Storm in a wastepaper basket

issue 11 February 2012

‘It’s the revenge of Dreyfus,’ came the cry from the dock. The speaker was the veteran right-wing ideologue, Charles Maurras, found guilty of treason in 1945 for his support of the collaborationist Vichy regime. It wasn’t of course that, and yet there is a sense in which Maurras spoke the truth.

The Dreyfus case had divided France half a century before Maurras was put on trial in Lyon. The division between what Piers Paul Read, in this masterly and eminently balanced account of the Affair, calls ‘the France of St Louis and the France of Voltaire’ had never been closed. The end of the Third Republic and its replacement by Vichy’s ‘Etat Français’ in 1940 represented the victory of the anti-Dreyfusards. The anti-clerical Republic with its roots in the great Revolution of 1789 gave way to a regime that was Catholic, monarchical, militarist and nationalist, hostile to Jews, Freemasons, Protestants, socialists, communists and anti-clericals..

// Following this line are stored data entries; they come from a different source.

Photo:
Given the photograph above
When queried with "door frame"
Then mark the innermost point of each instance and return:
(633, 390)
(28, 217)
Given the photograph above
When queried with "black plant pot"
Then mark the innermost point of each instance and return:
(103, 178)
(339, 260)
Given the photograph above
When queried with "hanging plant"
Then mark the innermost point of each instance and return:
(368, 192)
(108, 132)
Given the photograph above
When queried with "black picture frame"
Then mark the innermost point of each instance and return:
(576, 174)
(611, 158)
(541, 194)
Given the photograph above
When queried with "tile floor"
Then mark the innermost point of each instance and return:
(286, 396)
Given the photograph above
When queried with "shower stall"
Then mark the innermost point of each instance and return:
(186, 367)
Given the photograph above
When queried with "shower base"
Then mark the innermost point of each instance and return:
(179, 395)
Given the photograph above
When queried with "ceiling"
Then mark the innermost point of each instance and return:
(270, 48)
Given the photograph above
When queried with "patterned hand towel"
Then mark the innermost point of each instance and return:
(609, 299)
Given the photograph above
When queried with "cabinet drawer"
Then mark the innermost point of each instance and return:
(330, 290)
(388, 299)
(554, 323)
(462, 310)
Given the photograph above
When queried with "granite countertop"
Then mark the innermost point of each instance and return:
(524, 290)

The Affair itself, complicated and often confusing in its course, was simple in essence. A French agent, working as a cleaner in the German embassy in Paris, retrieved a paper — the famous ‘bordereau’ — from a wastepaper basket and handed it to her controller. Clearly a French officer was passing information. Suspicion fell almost at once on Captain Dreyfus. There was no good evidence — virtually no evidence at all — against him. But he was an outsider: a rich Alsatian Jew, who still had family in Alsace, annexed by the Germans after the Franco-Prussian war of 1870.

Anti-Semitic feeling was strong in late-19th-century France — Jews and French Protestants controlled most of the banks. Yet, as Read points out, there were other Jewish officers in the Army, and by no means all Dreyfus’s accusers were anti-Semitic.